### 제주 Airbnb reviews

In [1]:
import json
import re

In [2]:
file_lst = ['translated_jeju.json','translated_seogwipo.json']

In [3]:
review = {}
for file in file_lst:
    with open(file,'r',encoding='utf-8') as fp:
        review.update(json.load(fp))

In [4]:
review_en={}

for home_id,rev_lsts in review.items():
    review_en[home_id] = []
    for rev_lst in rev_lsts:
        try:
            if str(rev_lst['language'][-2:]) == 'en':
                review_en[home_id].append([rev_lst['rating'],rev_lst['t_comments']])
        except:
            pass

In [5]:
len(review_en)

9976

### Data Preprocessing Step
##### 1. Tokenization
##### 2. Stop word elimination
##### 3. Stemming : 단어를 기본형으로 바꾸어준다. 복수형은 단수형으로, 과거형은 현재형으로 바꾸는 과정
##### 4. Representation

In [6]:
import nltk
from nltk import sent_tokenize
from nltk.stem import WordNetLemmatizer
import tqdm

### Tokenization

In [7]:
# 리뷰별 문장단위 tokenizing
for home_id,rev_lst in tqdm.tqdm(review_en.items()) :
    for rev in rev_lst:
        rev[1] = sent_tokenize(rev[1])

100%|█████████████████████████████████████████████████████████████████████████████| 9976/9976 [00:14<00:00, 689.42it/s]


In [8]:
# 길이가 2보다 작은 문장 없애기
for home_id,rev_lst in tqdm.tqdm(review_en.items()) :
    for rev in rev_lst:
        r = []
        for s in rev[1] : 
            if len(s) > 2 :
                r.append(s)
        rev[1] = r        

100%|███████████████████████████████████████████████████████████████████████████| 9976/9976 [00:00<00:00, 43824.24it/s]

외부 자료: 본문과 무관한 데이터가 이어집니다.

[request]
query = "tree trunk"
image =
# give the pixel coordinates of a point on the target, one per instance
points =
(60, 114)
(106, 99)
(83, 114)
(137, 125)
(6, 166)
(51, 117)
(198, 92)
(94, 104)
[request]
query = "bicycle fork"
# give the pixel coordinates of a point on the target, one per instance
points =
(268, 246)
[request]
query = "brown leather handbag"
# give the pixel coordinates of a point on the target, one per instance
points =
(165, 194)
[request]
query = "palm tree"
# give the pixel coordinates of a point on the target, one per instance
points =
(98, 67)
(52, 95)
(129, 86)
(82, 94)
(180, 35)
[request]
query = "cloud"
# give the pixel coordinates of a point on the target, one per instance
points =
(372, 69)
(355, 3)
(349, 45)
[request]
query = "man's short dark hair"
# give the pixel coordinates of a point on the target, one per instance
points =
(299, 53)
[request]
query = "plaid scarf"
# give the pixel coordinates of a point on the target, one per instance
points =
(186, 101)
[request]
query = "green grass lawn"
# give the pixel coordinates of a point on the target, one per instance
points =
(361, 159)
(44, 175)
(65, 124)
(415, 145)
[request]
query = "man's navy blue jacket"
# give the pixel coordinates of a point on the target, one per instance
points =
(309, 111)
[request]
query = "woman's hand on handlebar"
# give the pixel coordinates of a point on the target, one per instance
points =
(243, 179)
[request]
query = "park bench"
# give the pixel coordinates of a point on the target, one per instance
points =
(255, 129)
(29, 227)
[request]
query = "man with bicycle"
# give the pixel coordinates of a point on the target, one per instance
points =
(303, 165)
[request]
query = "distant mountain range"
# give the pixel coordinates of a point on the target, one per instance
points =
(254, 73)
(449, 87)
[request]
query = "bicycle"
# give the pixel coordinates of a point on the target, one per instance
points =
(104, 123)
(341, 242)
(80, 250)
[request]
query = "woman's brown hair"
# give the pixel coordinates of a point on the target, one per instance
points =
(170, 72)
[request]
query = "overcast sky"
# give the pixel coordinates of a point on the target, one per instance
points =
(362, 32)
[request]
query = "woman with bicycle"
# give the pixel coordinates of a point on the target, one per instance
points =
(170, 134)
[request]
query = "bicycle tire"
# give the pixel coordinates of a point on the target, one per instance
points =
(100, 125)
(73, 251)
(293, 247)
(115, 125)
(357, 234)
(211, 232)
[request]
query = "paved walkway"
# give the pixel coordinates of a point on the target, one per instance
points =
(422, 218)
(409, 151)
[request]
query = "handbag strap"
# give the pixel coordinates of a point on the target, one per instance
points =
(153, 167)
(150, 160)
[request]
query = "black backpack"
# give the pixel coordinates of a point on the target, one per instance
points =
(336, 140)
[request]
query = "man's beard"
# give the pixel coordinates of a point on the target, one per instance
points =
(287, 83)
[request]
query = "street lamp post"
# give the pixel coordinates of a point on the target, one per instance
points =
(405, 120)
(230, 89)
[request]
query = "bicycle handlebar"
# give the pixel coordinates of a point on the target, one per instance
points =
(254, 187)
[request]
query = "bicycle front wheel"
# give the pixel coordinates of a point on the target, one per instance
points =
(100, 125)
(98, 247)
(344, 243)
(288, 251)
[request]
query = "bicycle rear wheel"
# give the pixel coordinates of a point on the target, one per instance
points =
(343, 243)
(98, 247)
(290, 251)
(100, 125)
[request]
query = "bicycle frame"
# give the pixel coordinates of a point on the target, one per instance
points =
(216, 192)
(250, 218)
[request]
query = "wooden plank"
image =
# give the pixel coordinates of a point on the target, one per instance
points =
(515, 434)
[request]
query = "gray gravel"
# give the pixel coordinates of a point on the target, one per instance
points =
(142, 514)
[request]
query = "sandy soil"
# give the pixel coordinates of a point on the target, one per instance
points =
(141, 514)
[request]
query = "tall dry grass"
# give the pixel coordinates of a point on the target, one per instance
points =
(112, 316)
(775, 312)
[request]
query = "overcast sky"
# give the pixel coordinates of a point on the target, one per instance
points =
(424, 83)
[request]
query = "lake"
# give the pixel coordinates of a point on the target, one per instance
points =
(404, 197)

###  Stop words elimination

In [9]:
# 소문자와 대문자가 아닌 것은 공백으로 대체
for home_id,rev_lst in review_en.items(): 
    for rev in rev_lst:
        for sentence in rev[1]:
            sentence = re.sub('[^a-zA-Z\s]', '', sentence)

In [10]:
from nltk.corpus import stopwords
stopWords =list(stopwords.words('english'))
print(stopWords)

['i', 'me', 'my', 'myself', 'we', 'our', 'ours', 'ourselves', 'you', "you're", "you've", "you'll", "you'd", 'your', 'yours', 'yourself', 'yourselves', 'he', 'him', 'his', 'himself', 'she', "she's", 'her', 'hers', 'herself', 'it', "it's", 'its', 'itself', 'they', 'them', 'their', 'theirs', 'themselves', 'what', 'which', 'who', 'whom', 'this', 'that', "that'll", 'these', 'those', 'am', 'is', 'are', 'was', 'were', 'be', 'been', 'being', 'have', 'has', 'had', 'having', 'do', 'does', 'did', 'doing', 'a', 'an', 'the', 'and', 'but', 'if', 'or', 'because', 'as', 'until', 'while', 'of', 'at', 'by', 'for', 'with', 'about', 'against', 'between', 'into', 'through', 'during', 'before', 'after', 'above', 'below', 'to', 'from', 'up', 'down', 'in', 'out', 'on', 'off', 'over', 'under', 'again', 'further', 'then', 'once', 'here', 'there', 'when', 'where', 'why', 'how', 'all', 'any', 'both', 'each', 'few', 'more', 'most', 'other', 'some', 'such', 'no', 'nor', 'not', 'only', 'own', 'same', 'so', 'than', '

In [11]:
add_stopwords = ['airbnb','im','youre','hongdae', 'seoul', 'daegu', 'jeju' ,'busan', 'korea','gangneung','itaewon','myeongdong','john','gangnam','also','even','dont','namsan','incheon']
# additional_stopwords = []
stopWords = set(stopWords + add_stopwords)

In [12]:
# 문장별 단어단위 tokenizing 후 pos_tag
for home_id,rev_lst in tqdm.tqdm(review_en.items()):
    for rev in rev_lst:
        tmp_lst = []
        for sentence in rev[1]:
            token = nltk.regexp_tokenize(sentence.lower() ,"[\w']+")
            no_stopword_token = [w for w in token if not w in stopWords]
            sent_pos = nltk.pos_tag(no_stopword_token)
            tmp_lst.append(sent_pos)
        rev[1] = tmp_lst

100%|██████████████████████████████████████████████████████████████████████████████| 9976/9976 [55:10<00:00,  3.01it/s]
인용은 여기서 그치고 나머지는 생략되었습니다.